First, there must not already exist valid submitted `Evidence` of the exact same
type. Secondly, the `Evidence` is routed to the `Handler` and executed. Finally,
if there is no error in handling the `Evidence`, an event is emitted and it is persisted to state.


## Events

The `x/evidence` module emits the following events:

### Handlers

#### MsgSubmitEvidence

| Type            | Attribute Key | Attribute Value |
| --------------- | ------------- | --------------- |
| submit_evidence | evidence_hash | {evidenceHash}  |
| message         | module        | evidence        |
| message         | sender        | {senderAddress} |
| message         | action        | submit_evidence |


## Parameters

The evidence module does not contain any parameters.


## BeginBlock

### Evidence Handling

CometBFT blocks can include
[Evidence](https://github.com/cometbft/cometbft/blob/main/spec/abci/abci%2B%2B_basic_concepts.md#evidence) that indicates if a validator committed malicious behavior.

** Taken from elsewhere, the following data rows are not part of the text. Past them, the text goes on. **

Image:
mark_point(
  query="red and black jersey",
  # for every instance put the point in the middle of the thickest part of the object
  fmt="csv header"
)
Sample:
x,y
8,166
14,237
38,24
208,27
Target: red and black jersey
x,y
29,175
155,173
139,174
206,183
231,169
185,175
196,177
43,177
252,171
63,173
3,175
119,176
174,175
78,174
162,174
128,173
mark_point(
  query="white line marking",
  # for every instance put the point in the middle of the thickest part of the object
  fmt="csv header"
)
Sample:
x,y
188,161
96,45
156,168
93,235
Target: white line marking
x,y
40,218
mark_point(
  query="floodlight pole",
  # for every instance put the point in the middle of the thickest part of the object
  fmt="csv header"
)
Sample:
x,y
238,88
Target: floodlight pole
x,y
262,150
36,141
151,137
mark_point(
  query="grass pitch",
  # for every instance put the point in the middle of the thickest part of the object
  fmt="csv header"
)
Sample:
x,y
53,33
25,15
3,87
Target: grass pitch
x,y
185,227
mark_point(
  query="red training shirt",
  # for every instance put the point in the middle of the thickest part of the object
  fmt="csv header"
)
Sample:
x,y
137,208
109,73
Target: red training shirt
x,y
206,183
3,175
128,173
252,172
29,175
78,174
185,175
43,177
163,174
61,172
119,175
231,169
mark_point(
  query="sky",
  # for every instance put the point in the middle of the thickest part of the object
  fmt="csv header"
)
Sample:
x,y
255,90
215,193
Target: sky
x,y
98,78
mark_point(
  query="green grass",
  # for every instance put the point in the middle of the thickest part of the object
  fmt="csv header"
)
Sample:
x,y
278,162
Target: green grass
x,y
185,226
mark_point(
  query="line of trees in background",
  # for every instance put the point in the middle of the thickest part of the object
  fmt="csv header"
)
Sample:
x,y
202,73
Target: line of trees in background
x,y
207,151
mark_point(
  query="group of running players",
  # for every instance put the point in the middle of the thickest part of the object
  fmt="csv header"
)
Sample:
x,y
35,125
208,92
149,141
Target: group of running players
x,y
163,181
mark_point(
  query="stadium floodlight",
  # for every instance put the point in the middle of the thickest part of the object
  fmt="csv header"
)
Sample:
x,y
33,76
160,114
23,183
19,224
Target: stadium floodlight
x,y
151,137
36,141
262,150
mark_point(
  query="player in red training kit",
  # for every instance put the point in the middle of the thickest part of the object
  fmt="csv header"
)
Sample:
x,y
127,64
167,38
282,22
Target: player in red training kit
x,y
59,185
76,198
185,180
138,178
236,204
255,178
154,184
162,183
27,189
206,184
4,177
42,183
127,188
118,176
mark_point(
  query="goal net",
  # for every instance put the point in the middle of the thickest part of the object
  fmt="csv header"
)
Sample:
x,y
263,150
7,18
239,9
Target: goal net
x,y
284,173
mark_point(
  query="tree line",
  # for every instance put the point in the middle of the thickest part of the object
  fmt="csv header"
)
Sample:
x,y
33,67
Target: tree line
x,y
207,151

The relevant information is forwarded to the application as ABCI Evidence in `abci.RequestBeginBlock` so that the validator can be punished accordingly.

#### Equivocation

The Cosmos SDK handles two types of evidence inside the ABCI `BeginBlock`:

* `DuplicateVoteEvidence`,
* `LightClientAttackEvidence`.

The evidence module handles these two evidence types the same way. First, the Cosmos SDK converts the CometBFT concrete evidence type to an SDK `Evidence` interface using `Equivocation` as the concrete type.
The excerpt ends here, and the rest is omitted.